Bild: Die Professorin Eva Geulen gratuliert Judith Butler.
FRANKFURT/M. taz | So aufgebracht die Menge am Dienstag vor der Paulskirche
war, so verhalten folgte sie im Plenarsaal der Verleihung des
Theodor-W.-Adorno-Preises an die umstrittene Philosophin und
Literaturwissenschaftlerin Judith Butler. Die Polizei hatte wenig Mühe, den
geladenen Gästen einen Korridor vor dem Portal der Kirche freizuhalten.
Rechts und links der Ordnungskräfte artikulierten sich lautstark die
Demonstranten – wobei die Gruppe der israelfreundlichen Aktivisten deutlich
in der Überzahl war.
Auf der einen Seite schwenkten Mitglieder verschiedener israelfreundlicher
Initiativen aufwändig produzierte Fahnen mit dem Davidstern und
Transparente, auf denen zur Solidarität mit Israel aufgerufen wurde: „Hamas
bekämpft Israels Existenz“ stand darauf zu lesen, „Israel – We stand with
you“ oder auch „Keine Ehre für Israelhass“.
Auf der anderen Seite begnügte sich ein Häuflein von Gegendemonstranten mit
dem Satz „Thank you, Judith“ auf offenbar selbst ausgedruckten Plakaten. Zu
sehen waren auch die ägyptische und die palästinensische Fahne. Es blieb,
wo nicht Pfiffe jede Kommunikation unmöglich machten, bei vereinzelten
Wortgefechten.
Worte spielten auch naturgemäß im feierlich ausgeschmückten Plenarsaal eine
große Rolle, und sie waren sorgfältig abgewogen. Zu den geladenen Gästen
gehörten neben Würdenträgern der Stadt auch von Judith Butler beeinflusste
Kulturschaffende wie der Musiker und Schriftsteller Thomas Meinecke
(„Tomboy“) oder die Journalistin Carolin Emcke („Wie wir begehren“).

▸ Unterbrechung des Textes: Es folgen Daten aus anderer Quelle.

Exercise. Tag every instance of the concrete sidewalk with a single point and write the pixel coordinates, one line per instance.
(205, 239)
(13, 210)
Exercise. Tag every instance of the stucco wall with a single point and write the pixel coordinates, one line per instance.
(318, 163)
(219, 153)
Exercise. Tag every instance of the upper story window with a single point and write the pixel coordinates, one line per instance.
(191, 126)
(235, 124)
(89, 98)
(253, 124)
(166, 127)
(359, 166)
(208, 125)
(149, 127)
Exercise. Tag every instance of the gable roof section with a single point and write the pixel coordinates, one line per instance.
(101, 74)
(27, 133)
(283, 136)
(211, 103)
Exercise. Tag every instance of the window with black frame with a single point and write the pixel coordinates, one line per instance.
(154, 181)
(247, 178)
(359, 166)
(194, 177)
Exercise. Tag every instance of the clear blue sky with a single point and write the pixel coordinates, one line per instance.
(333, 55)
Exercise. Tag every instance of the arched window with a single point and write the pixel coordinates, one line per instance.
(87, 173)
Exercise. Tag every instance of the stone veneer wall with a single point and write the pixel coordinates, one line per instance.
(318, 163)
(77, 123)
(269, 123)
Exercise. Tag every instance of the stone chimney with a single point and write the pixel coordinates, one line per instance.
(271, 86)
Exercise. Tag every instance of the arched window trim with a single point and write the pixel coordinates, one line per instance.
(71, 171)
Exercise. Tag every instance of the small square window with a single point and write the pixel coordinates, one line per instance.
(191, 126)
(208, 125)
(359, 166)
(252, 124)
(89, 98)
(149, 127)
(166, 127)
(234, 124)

Vertreter der jüdischen Gemeinde der Stadt hatten ihre Teilnahme
demonstrativ abgesagt. Ihnen entging zunächst das herzliche Grußwort von
Felix Semmelroth, der als Kulturdezernent der Stadt Frankfurt in Vertretung
des Oberbürgermeisters Peter Feldmann (SPD) die Preisträgerin als
„maßgebliche Denkerin unserer Zeit“ würdigte.
## Launige Laudation
Dem konnte sich die Literaturwissenschaftlerin Eva Geulen in ihrer launigen
Laudatio nur anschließen. Bücher wie „Das Unbehagen der Geschlechter“ und
„Körper von Gewicht“ seien „Meilenstein der Geschlechterforschung, deren
politische Bedeutung ihre philosophische in den Schatten stellt“. Was wie
eine versteckte Spitze klang, war als Lob gemeint, denn: „Judith Butler ist
eine öffentliche Intellektuelle“. Sie spreche „ohne den Habitus
paternalistischer Herablassung und ohne Hochmut“, sondern immer als „eine
selbst Verstrickte“, die sich „nie nur theoretisch, sondern immer auch
praktisch-kritisch“ um das „Problem von Rechenschaft“ bemühe.

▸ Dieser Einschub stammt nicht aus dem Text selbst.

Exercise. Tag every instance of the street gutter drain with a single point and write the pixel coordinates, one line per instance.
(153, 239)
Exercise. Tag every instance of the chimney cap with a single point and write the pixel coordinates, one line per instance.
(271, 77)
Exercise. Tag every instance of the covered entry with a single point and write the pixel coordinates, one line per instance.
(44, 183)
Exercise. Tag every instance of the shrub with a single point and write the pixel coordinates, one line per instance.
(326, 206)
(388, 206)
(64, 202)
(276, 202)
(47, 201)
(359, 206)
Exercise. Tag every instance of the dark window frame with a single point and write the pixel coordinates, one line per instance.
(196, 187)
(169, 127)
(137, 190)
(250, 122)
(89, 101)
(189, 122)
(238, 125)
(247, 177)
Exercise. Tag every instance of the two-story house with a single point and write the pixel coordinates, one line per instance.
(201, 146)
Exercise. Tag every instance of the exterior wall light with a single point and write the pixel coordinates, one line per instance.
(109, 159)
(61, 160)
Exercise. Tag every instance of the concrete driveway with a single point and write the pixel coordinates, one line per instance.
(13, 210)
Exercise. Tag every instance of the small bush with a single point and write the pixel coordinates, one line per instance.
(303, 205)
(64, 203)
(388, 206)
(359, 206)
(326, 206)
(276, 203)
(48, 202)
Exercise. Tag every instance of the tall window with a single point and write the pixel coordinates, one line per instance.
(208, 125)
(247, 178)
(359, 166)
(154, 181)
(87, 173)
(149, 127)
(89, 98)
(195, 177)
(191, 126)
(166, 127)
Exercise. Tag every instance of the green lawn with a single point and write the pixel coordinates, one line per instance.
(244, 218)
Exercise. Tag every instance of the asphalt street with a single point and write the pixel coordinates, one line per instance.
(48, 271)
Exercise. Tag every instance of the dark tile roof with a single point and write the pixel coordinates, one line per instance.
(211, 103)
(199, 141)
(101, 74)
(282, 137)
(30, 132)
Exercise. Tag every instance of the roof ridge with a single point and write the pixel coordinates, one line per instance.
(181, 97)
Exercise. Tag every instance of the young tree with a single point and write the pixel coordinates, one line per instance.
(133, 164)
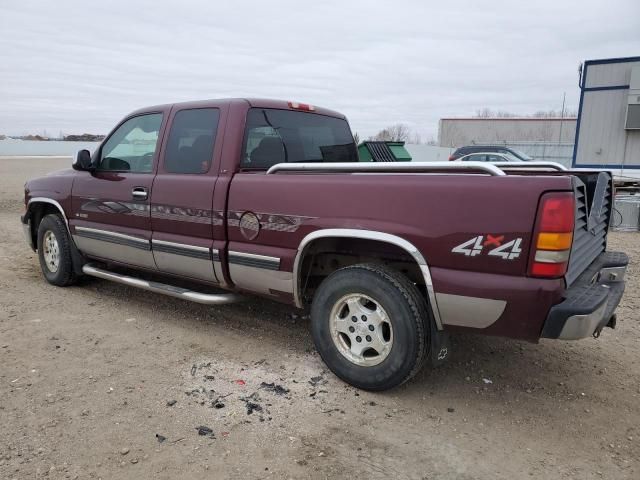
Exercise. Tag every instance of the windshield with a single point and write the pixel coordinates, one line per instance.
(278, 136)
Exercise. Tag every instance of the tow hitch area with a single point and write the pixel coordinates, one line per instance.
(589, 303)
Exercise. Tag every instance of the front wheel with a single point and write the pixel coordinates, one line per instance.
(54, 251)
(369, 325)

Zu Butlers nicht unproblematischer Unterstützung eines Boykotts von Waren
aus der israelisch besetzten Westbank sagte Geulen: „Es gibt viele Gründe,
diese Boykottinitiative nicht nur in Deutschland, sondern prinzipiell
kritisch zu betrachten.“ Es wäre allerdings „absurd“, Butlers kontrovers…
Positionen „in allem zuzustimmen“, und fatal, „die Auseinandersetzung üb…
diese und andere Punkte zu unterbinden“. Den größten Applaus an diesem
Abend erntete die Laudatorin mit dem Satz, mit Butler werde „sehr, sehr
spät“, aber „hoffentlich nicht zum letzten Mal eine Frau“ mit dem
Adorno-Preis geehrt.
Bevor der mit 50.000 Euro dotierte Preis übergeben wurde, musste erst ein
leider unverständlicher Zwischenrufer des Saales verwiesen werden. Danach
erörterte Judith Butler in deutscher Sprache Adornos berühmten Satz aus den
„Minima Moralia“, wonach es kein richtiges Leben im Falschen geben könne.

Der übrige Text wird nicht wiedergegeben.